Stress and Your Kids

Stress has gotten a bad name.

Stress has become a buzzword in this country.  People complain of "being stressed" on the job and at home.  They speak in a general manner of the stress of everyday life as it involves work, traffic, shopping, kids, and money among the many hassles they experience.  All this talk of stress as though it were an unequivocally bad thing overlooks the positive aspects of stress.

The stress that we experience as we go through our lives is of two types:  chronic, unrelenting demand or acute, short-lived stress.  It is the first type that has negative effects for people.  Long-term, unremitting stress adversely affects our health in physical, emotional, and psychological ways.  Acute stress, however, that flows from the situations that arise in all of our lives is inescapable and not damaging.

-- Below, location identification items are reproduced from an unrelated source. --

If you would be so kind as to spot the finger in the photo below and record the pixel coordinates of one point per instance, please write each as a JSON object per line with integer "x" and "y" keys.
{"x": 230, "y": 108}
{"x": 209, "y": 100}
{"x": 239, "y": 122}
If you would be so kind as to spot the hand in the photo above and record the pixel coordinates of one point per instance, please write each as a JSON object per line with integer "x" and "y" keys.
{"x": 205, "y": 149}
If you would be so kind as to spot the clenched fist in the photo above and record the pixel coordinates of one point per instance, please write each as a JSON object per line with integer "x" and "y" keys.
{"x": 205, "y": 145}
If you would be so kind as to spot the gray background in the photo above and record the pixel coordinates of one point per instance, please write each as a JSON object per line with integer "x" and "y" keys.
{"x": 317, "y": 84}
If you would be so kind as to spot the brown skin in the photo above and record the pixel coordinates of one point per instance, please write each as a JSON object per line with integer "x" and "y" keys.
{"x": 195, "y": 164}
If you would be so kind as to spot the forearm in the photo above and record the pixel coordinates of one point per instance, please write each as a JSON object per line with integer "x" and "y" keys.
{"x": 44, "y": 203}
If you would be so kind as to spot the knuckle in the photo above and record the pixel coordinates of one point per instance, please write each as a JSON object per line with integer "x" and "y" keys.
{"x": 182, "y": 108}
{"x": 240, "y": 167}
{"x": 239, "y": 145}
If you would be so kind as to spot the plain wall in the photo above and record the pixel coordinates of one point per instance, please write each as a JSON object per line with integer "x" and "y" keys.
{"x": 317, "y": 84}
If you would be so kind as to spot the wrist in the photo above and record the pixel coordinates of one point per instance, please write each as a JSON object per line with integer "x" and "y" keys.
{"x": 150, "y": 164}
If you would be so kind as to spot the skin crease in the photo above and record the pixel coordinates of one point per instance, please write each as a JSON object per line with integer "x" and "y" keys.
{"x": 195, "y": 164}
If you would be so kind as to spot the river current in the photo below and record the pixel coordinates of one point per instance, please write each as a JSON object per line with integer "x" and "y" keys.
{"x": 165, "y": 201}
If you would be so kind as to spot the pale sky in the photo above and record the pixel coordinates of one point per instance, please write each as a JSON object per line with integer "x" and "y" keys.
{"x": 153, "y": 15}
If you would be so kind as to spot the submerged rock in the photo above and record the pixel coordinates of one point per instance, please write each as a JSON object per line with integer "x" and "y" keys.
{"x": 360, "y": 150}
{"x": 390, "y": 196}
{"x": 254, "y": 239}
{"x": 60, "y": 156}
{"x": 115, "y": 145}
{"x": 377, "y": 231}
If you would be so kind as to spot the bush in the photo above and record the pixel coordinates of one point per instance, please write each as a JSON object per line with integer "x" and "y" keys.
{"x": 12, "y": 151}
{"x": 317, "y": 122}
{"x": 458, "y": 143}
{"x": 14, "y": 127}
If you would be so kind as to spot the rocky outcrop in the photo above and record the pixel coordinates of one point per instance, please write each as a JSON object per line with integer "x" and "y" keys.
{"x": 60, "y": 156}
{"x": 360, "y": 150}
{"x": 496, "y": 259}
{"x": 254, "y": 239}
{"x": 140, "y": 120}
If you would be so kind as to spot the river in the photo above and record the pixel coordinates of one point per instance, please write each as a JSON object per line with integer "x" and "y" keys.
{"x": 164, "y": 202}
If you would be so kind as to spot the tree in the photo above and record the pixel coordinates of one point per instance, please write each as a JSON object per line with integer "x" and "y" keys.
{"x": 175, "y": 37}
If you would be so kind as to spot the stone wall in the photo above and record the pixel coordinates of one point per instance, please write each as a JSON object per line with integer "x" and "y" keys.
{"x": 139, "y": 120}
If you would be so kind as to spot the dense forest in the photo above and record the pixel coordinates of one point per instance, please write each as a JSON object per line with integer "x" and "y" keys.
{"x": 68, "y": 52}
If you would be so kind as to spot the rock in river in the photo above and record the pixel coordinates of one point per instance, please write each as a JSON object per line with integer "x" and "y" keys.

When it comes to your children, the goal is not to have them avoid stress.  Learning to problem-solve their way through the demands and stresses of daily living is one of life's great lessons.  Your goal should be to help them learn to manage the stress so that they may gain the satisfaction and sense of self-worth that comes from successfully meeting and overcoming adversity. 

Here is one way to accomplish this:  see to it that your kids are regularly stressed physically.  The physiological reactions to physical exertion--rapid breathing, accelerated heart rate, perspiring--precisely mimic the reactions to psychological stressors.  So experiencing physical stress through exercise or mowing the lawn or riding their bike to school amounts to rehearsal for handling psychological stress.

Completing a difficult homework assignment with strict time demands will stress your children, but in a good way.  They will learn how to attack a problem, persevere through frustration, manage time, and feel a sense of satisfaction at a job well-done once the assignment is finished.

So, stress is not to be avoided.  Rather, give your children the opportunity to learn that they can make it through stressful times by addressing the stressor and, with the support of their parents and others, meet the challenge.